En 845, meurt l'abbé Marian, dont on se sait pas
grand-chose.
Charles-le-Chauve nomme Egil de Prüm abbé de Flavigny en
860. Il est en contact avec Loup de Ferrières et Raban
Maur de Fulda. D'après Hugues de Flavigny, le 22 mars 864,
il procède à la translation des reliques de Sainte Reine
d'Alise-Sainte-Reine dans la crypte de l'abbatiale où se
trouvait déjà les reliques de saint Prix. C'est de cette
époque que date la partie la plus ancienne de l'abbatiale,
la crypte carolingienne.
En 877, Adalgaire, évêque d’Autun, obtient du pape Jean
VIII, sur recommandations de Charles le Chauve,
l'intégration des revenus de l'abbaye de Flavigny et de la
seigneurie d'Alise dans ceux de l'évêque.
Le pape Jean VIII consacre son église abbatiale le 28
octobre 878 lors de sa venue au concile de Troyes.

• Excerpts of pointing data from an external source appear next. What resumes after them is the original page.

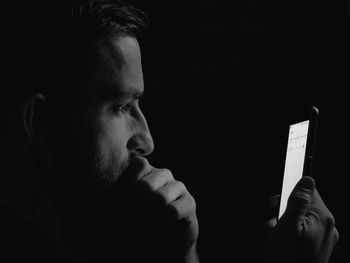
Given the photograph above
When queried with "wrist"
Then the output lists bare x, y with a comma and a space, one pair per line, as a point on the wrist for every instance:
192, 255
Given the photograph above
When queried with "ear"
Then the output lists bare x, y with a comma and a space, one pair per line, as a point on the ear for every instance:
33, 117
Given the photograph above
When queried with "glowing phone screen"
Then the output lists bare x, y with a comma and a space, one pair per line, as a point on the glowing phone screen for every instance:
294, 164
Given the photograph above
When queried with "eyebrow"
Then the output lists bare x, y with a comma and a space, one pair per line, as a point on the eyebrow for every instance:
109, 93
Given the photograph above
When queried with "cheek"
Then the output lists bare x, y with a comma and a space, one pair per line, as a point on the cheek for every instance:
112, 141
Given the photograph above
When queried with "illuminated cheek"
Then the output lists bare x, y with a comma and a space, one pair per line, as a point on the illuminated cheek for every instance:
112, 142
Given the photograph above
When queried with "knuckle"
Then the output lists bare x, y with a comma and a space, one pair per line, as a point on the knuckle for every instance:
167, 173
330, 220
180, 185
175, 212
336, 235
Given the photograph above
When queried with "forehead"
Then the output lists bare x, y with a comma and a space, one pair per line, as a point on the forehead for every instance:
118, 69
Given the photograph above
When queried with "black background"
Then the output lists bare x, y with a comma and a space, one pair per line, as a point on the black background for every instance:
223, 81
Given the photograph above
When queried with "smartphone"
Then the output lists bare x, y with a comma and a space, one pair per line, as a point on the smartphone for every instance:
300, 154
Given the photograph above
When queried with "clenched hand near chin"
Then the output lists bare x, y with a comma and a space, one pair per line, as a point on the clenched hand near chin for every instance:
161, 213
306, 231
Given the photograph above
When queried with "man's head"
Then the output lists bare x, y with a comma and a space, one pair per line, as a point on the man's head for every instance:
85, 120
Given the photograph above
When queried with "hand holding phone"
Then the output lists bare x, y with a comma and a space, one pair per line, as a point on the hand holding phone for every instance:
299, 157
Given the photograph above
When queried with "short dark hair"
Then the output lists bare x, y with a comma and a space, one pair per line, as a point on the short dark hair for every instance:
59, 40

Possédant de nombreuses reliques, dont celles de sainte
Reine transférées d'Alise en 864 ou 866, elle attire de
nombreux pèlerins. Elle subit ensuite un long déclin à
partir du XIIe siècle du fait de la concurrence
des nouveaux centres de pèlerinage de Vézelay et l'abbaye
Saint Martin d’Autun.
Du 11 au 25 janvier 887, les Normands sont à Flavigny.
Hugues de Flavigny raconte que huit moines ou serviteurs
sont tués.
En 906, l'abbaye devint propriétaire de la saline de
Grozons.
En 1096, Hugues de Flavigny est élu abbé de Flavigny. Il
est né vers 1064 à Verdun et est mort avant 1150. Il doit
quitter l'abbaye vers 1101 à la suite de l'opposition de
l'évêque d'Autun et de ses moines. Il a rédigé la
Chronique de Flavigny qui raconte l'histoire du monde
depuis l'origine jusqu'en 1002 puis, dans un second
volume, une histoire plus régionale, jusqu'en 1112.
Passée sous l'autorité des évêques d'Autun depuis 877, et
des ducs de Bourgogne, son affaiblissement temporel et
spirituel se poursuit avec l'instauration du régime de la
commende à compter de1530.
La première abbatiale était consacrée à Saint Prix. Elle
fut ensuite consacrée à Saint Pierre le 28 octobre 878 par
le pape Jean VIII. Il subsiste des vestiges de l'ancienne
crypte carolingienne, édifiée au IXe siècle,
pour accueillir les reliques de Sainte Reine, avec un
oratoire qui lui est accolé. Déblayée au XIXe
siècle, ses sculptures traduisent une influence italienne.
»
Le texte précédent est très documenté.
Il est rare que l’on puisse disposer d’autant de
renseignements sur une abbaye. Surtout des renseignements
concernant des actes très anciens antérieurs à l’an mille.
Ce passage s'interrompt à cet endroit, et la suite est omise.